Я посмотрел на него:

 Волбег проиграл выборы два месяца назад. Считаешь, его сменил сильный политик? И что это вообще значит, «сильный политик»?


Подкрался серый рассвет. Я оторвался от записей. Угли в камине накалились так, что в комнате было светло и без свечи. Эрл принёс графин с крепким ромовым пуншем. Напиток обжёг горло, спустился по пищеводу и вспыхнул в желудке. Я вспомнил, что не ел ничего уже двенадцать часов.

Эрл достал вчерашнюю газету и вырезал оттуда заметку. Потом он аккуратно сложил выпуск и почти любовно положил в камин. Заметку он убрал в карман и отпил рома. Потом плеснул немного на угли и долго смотрел, как те шипят и плюются короткими языками пламени.

 В прошлом месяце у нас уволился один санитар. Совсем молодой и проработал всего две недели. Накануне он подошел ко мне и спросил, почему нельзя заполнять бумаги в конце рабочего дня, а не рано утром, ведь так гораздо логичнее уже известно, что случилось за день. Я посмотрел на него как на сумасшедшего, но не ответил, что так заведено, ведь он был прав. Помнишь, нас с тобой раздражало, когда говорили, что и как делать, не слушая доводов, как будет лучше? А теперь «все всё понимают». И мы тоже поняли.

Ночь прошла. Её волшебство осталось позади, но я старался продлить его с помощью алкоголя. Я вспоминал студенческие годы. Эрл говорил о работе. Ром быстро стал вызывать отвращение, и я ушёл к себе. Мой друг просидел внизу, пока персонал не затеял уборку. Я слышал, как он поднялся по лестнице и долго ворочался за стенкой. Я так и не привёл свои записи в порядок.

А мир уже растворился.


***

«Воскресенье, 29 августа. Итак, вернёмся к распорядку дня. После завтрака начинаются стандартные процедуры обход пациентов, за который отвечает дежурный врач, посещение лечебных занятий для постояльцев и заполнение отчетностей персоналом. В этом мероприятии участвуют все доктора и медсестры, не занятые в обходе. Гединк превратил этот скучный бюрократический акт в целую церемонию, в ходе которой в течение получаса изо всех кабинетов раздаются лишь бесконечные числа, из звукоусилителей сыплются приказы тех, кто успел завладеть громкоговорителем раньше остальных, печатные машинки превращаются в агрегаты макулатуры, а Гединк торжественно разгуливает по коридорам, кивая направо и налево. Может показаться, что в больнице царит хаос, но это ложное впечатление. Все действия выверены до мельчайших деталей, и внешняя суматоха рождает внутренний порядок в делах. Когда с отчётами покончено, все пьют кофе и принимаются за повседневную работу».

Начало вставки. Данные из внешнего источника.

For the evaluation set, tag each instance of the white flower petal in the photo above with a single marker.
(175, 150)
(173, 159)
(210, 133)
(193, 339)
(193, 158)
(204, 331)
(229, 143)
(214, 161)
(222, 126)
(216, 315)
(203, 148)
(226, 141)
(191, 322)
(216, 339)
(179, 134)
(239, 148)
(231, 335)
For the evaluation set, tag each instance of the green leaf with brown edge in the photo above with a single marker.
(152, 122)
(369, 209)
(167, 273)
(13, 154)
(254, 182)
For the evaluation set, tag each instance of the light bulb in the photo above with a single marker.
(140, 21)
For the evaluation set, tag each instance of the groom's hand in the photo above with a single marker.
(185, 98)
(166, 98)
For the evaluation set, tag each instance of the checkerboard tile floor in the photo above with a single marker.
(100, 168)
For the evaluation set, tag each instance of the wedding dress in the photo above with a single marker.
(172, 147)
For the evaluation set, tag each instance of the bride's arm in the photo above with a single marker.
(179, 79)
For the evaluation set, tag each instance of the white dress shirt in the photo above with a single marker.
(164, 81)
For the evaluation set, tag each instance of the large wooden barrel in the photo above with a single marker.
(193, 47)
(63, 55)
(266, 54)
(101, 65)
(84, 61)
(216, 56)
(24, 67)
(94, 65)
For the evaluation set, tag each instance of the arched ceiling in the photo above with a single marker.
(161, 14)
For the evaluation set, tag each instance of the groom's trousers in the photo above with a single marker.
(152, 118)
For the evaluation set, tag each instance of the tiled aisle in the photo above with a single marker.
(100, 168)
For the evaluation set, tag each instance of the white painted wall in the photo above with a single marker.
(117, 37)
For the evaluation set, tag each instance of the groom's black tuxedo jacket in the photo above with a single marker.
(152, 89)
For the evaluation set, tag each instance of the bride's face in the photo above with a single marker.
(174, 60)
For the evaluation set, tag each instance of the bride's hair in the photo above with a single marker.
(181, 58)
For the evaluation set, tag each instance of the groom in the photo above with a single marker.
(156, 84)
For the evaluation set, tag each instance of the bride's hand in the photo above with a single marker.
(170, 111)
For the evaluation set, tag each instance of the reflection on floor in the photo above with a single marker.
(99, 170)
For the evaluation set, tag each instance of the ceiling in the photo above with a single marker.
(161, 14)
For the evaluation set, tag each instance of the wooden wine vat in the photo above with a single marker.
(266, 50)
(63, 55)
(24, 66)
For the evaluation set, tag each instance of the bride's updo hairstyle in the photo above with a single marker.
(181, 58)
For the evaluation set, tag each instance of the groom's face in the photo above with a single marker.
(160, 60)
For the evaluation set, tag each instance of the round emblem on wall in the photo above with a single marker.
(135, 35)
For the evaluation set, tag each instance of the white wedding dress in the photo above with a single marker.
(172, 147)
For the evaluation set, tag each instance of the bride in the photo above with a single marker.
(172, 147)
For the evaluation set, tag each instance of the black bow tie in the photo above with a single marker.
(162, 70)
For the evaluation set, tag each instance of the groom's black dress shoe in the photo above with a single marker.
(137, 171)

Но в этот день всё было иначе.

В восемь утра ко мне заглянула медсестра Йиваль Броствернэлл и передала приглашение профессора позавтракать на веранде санатория. Выход туда был только через его кабинет, а потому чести разделить с Гединком трапезу удостаивались лишь избранные. Очередь приглашённых была составлена на неделю вперёд, и для меня сделали «известное исключение». Йиваль улыбнулась мне и не спешила уходить, хотя я сделал вид, что встаю и собираюсь одеваться. Она спросила, нужно ли мне чего-нибудь, а потом справилась, хорошо ли я спал. Так я испытал давно забытое, по-настоящему юношеское смущение.

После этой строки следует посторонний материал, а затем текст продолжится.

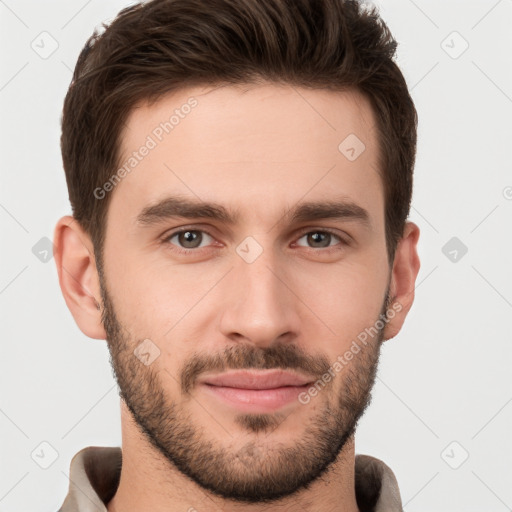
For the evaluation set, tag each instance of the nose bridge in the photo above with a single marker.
(259, 306)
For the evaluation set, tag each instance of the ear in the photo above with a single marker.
(406, 265)
(78, 276)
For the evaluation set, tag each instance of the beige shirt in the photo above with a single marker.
(95, 471)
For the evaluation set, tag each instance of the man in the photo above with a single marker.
(240, 173)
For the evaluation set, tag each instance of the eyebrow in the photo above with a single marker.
(177, 207)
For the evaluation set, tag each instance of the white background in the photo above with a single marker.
(445, 378)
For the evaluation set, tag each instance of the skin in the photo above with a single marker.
(259, 150)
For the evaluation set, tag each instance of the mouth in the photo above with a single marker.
(256, 391)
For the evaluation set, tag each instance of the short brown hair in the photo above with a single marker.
(164, 45)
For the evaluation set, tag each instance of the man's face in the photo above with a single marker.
(267, 290)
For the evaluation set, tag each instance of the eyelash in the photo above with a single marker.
(182, 250)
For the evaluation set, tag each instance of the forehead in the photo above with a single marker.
(251, 145)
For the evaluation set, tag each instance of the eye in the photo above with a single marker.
(320, 239)
(189, 238)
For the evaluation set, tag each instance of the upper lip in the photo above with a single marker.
(245, 379)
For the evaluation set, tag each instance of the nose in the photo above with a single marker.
(259, 304)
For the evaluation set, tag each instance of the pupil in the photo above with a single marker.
(317, 238)
(189, 237)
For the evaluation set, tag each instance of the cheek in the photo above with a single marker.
(345, 298)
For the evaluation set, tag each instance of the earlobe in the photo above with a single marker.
(78, 276)
(405, 269)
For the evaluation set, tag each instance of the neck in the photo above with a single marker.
(150, 482)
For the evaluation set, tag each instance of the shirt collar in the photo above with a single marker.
(95, 472)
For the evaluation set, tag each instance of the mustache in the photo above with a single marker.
(247, 357)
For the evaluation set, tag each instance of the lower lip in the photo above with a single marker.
(256, 400)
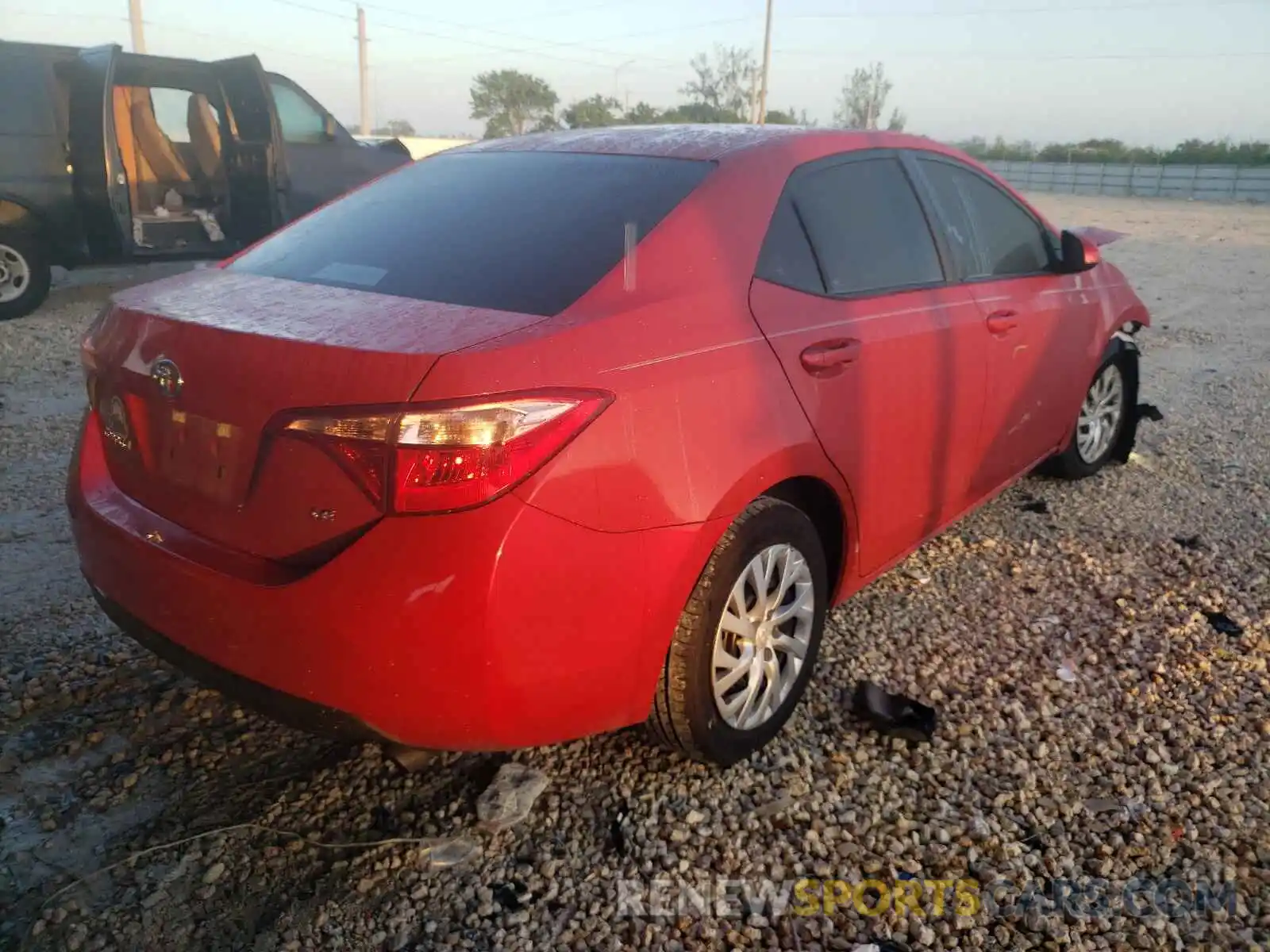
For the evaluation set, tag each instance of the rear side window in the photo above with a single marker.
(787, 257)
(1006, 240)
(25, 102)
(867, 228)
(511, 232)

Веранда примыкала к кабинету Гединка и одновременно выходила окнами на пруд в парке и редколесье, за которым открывался потрясающий вид на город. Отсюда были видны лучшие его части зажиточные предместья и административный квартал. Дымка скрывала и гавань, и путы железной дороги, сковавшей южные районы, и другой берег реки с фабриками и цехами. Собравшиеся за столом долго ждали хозяина.

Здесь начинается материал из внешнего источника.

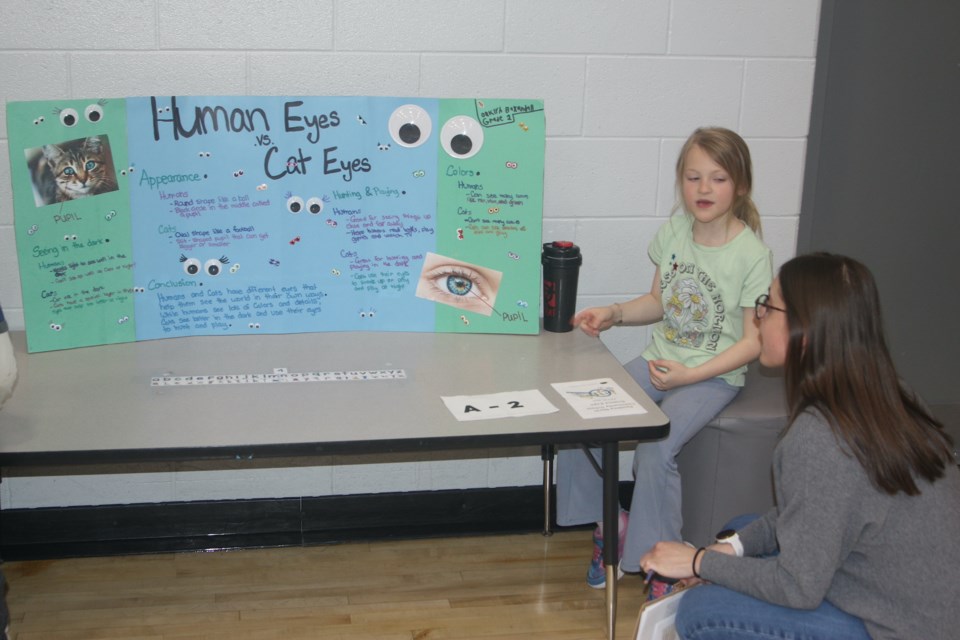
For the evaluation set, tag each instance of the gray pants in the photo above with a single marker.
(655, 509)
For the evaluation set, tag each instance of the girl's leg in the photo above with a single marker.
(579, 486)
(711, 612)
(655, 509)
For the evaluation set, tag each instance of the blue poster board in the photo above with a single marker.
(155, 217)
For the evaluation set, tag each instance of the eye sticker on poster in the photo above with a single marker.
(169, 216)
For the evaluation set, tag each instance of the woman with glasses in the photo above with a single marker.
(863, 541)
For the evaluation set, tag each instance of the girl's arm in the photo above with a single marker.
(668, 374)
(645, 309)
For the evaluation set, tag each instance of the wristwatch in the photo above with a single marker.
(731, 537)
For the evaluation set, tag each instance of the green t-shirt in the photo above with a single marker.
(704, 291)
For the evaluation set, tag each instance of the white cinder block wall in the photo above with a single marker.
(624, 83)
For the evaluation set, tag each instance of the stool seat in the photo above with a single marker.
(726, 468)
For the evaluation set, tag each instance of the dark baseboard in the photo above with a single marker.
(34, 534)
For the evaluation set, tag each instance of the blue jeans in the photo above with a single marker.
(712, 612)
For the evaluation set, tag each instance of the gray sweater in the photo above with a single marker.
(892, 561)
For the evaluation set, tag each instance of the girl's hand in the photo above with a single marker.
(668, 374)
(594, 320)
(670, 560)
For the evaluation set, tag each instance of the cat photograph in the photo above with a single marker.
(71, 170)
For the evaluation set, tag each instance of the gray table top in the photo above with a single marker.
(97, 404)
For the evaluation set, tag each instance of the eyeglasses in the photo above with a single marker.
(761, 306)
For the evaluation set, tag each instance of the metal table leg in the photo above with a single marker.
(611, 517)
(546, 454)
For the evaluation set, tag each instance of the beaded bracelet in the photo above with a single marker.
(694, 563)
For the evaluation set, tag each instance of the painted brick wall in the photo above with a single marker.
(624, 83)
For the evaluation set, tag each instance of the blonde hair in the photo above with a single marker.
(728, 150)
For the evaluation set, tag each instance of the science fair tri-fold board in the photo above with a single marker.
(167, 216)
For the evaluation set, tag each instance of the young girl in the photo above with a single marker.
(863, 540)
(710, 267)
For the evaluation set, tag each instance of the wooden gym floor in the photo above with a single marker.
(516, 587)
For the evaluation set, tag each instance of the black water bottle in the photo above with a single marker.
(561, 262)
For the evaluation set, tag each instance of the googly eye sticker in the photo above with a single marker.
(93, 112)
(68, 117)
(410, 125)
(461, 137)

 Плохо то, что у всех нас разные обычаи на завтрак, а профессор не придаёт этому значения,  сказал мне Томэн, широколицый врач из детского отделения.  Я, например, люблю плотно закусить беконом и гренками, а он выпивает чашку чая с клубничным джемом и долькой лимона, а потом кружится до полудня по палатам. У меня же обед наступает не раньше двух часов. До этого времени на одном кофе не протянешь.